Jean Paul Fabri is Chief Economist at Henley & Partners.
The story of Tuvalu’s first climate-linked visas to Australia is more than a human-interest headline. It is a constitutional moment for the international system. A low-lying atoll state, home to just over 11,000 people, Tuvalu is now planning for a future in which much of its territory may become uninhabitable.
By climate citizenship, we mean a new model of belonging and protection in a warming world: one that treats the right to a safe climate, dignified mobility, and cultural continuity as core elements of citizenship, rather than as afterthoughts to territory and passports. Climate citizenship recognizes that where people can live, work, and raise families is now directly shaped by global emissions, not just by national borders.
This shift is already visible in the Australia–Tuvalu Falepili Union. Signed in 2023, the treaty creates the world’s first dedicated climate mobility pathway. Up to 280 Tuvaluans a year — roughly 2.5% of the population — can obtain a new ‘Falepili Mobility Pathway’ visa that allows them to live, work, and study in Australia, with a route to permanent residence.
The visa is open to all Tuvaluan citizens, with no upper age limit and no requirement for a job offer. Children can apply as dependants; adults, including those with disabilities or chronic health conditions, can apply independently. Visa holders have “freedom for unlimited travel” between Tuvalu and Australia and immediate access to subsidized education, Medicare, the National Disability Insurance Scheme, and key family benefits. This ensures that relocating does not mean starting from zero but stepping into a system that supports stability and integration.
The Falepili visa is more than a migration mechanism; it is a model for climate-adaptation mobility that preserves identity, continuity, and dignity even as environmental pressures intensify. Demand has been overwhelming. Within weeks of the first ballot opening in June 2025, more than a third of Tuvalu’s residents registered for a chance to relocate. For many families this is not only about escape; it is an adaptation strategy that combines remittances, education, and long-term security.
At present, this pathway is treaty-based and specific to Tuvalu — it is not a general visa for “sinking nations” or for other climate disasters. However, it creates a template that could, in principle, be replicated for other atoll states or climate frontlines.
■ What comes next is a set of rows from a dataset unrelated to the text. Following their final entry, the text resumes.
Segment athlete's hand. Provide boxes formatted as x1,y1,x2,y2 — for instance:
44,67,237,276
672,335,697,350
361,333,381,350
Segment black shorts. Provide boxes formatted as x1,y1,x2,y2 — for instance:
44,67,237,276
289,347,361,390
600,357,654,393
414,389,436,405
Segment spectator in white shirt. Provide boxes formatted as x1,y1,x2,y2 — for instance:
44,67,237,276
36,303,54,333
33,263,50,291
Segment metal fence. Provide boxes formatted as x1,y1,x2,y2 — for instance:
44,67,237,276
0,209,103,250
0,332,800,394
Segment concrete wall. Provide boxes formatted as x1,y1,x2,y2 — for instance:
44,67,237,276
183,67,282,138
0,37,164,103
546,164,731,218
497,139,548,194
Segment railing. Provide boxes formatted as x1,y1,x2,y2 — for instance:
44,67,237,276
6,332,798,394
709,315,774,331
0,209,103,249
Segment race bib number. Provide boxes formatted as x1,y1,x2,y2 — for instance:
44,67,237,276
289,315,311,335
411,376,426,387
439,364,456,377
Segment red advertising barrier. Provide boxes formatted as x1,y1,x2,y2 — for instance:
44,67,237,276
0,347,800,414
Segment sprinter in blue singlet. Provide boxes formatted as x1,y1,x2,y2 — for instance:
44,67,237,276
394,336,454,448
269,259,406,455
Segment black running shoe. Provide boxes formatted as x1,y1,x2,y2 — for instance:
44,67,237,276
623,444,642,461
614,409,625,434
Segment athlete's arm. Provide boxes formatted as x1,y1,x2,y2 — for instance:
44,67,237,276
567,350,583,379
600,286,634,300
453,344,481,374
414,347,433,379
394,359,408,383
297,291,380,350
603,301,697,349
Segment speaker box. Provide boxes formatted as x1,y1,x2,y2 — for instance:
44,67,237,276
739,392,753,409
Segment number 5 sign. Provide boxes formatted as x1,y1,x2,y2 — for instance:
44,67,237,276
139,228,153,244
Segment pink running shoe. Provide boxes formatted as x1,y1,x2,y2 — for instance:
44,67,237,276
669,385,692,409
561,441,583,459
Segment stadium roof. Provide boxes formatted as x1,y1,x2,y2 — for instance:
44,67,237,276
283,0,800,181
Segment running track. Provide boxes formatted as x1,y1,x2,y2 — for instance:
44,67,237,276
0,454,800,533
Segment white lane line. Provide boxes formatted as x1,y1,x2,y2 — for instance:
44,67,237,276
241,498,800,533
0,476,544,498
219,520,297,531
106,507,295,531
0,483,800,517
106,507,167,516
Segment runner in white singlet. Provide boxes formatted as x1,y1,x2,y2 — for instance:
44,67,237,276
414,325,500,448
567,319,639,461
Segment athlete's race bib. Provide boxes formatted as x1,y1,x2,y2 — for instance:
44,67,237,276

Tuvalu’s deal is notable for another reason. It explicitly decouples the idea of a state from the permanence of its land. Even if Tuvalu were to lose large parts of its territory, the treaty recognizes its ongoing sovereignty, UN membership, and extensive exclusive economic zone.
This is climate citizenship in action: sovereignty and identity anchored in people, institutions, and rights, not just in soil. Citizenship becomes portable; a bundle of protections that can travel with communities, rather than dissolve when coastlines retreat.
Yet the scale of the challenge goes far beyond one Pacific nation. Research highlights several other low-lying atoll states at extreme risk of partial or total uninhabitability this century, including Kiribati, the Maldives, the Marshall Islands, and Nauru, alongside Tokelau and Tuvalu. Together, these countries account for several hundred thousand citizens whose homelands are already experiencing flooding, salinized freshwater, and coastal erosion.
Broader UN groupings identify 43 small island and low-lying coastal states as particularly susceptible to sea-level rise, storms, and ocean warming. Legal scholars now speak of a “spectre of climate statelessness” as entire territories risk becoming uninhabitable or even disappearing, while international law remains poorly equipped to guarantee nationality, voting rights and cultural continuity in such scenarios.
Overlay this with global projections that, by 2070, up to 3 billion people may live outside today’s habitable climate niche, and the urgency becomes clear: Tuvalu is a harbinger, not an outlier.
Climate citizenship does not sit in a vacuum. It must be matched by new forms of climate finance that allow vulnerable states to remain viable, economically and politically, even as mobility increases.
The Henley & Partners Citizenship by Investment: Sustainable Climate Finance for Governments report published in partnership with the Climate Vulnerable Forum argues that hosting citizenship programs can evolve into “sovereign equity”: a way for climate-threatened states to convert carefully managed citizenship rights into non-debt capital for resilience, infrastructure, and diversification. Nauru’s Economic and Climate Resilience Citizenship Program and similar models in the Caribbean demonstrate how citizenship by investment revenues can be channeled into resilience funds, blue-economy projects, and debt-for-nature swaps, turning vulnerability into long-term assets.
Tuvalu’s Falepili visa operates at the level of individual mobility. Sovereign equity programs operate at the level of national balance sheets. Climate citizenship brings these together: a framework where people can move with dignity, cultures and sovereignties are preserved, and states have the resources to invest in adaptation rather than be trapped in debt.
For now, Tuvalu’s climate visa is a world-first. But it points toward the norms that a climate-shocked century will require:
Climate citizenship is, in essence, a new social contract: between high- and low-emitting nations, between mobile investors and climate-vulnerable communities, and between present and future generations. If scaled thoughtfully, it can turn what looks like an inevitable story of loss into one of continuity, agency, and shared stewardship of a warming planet.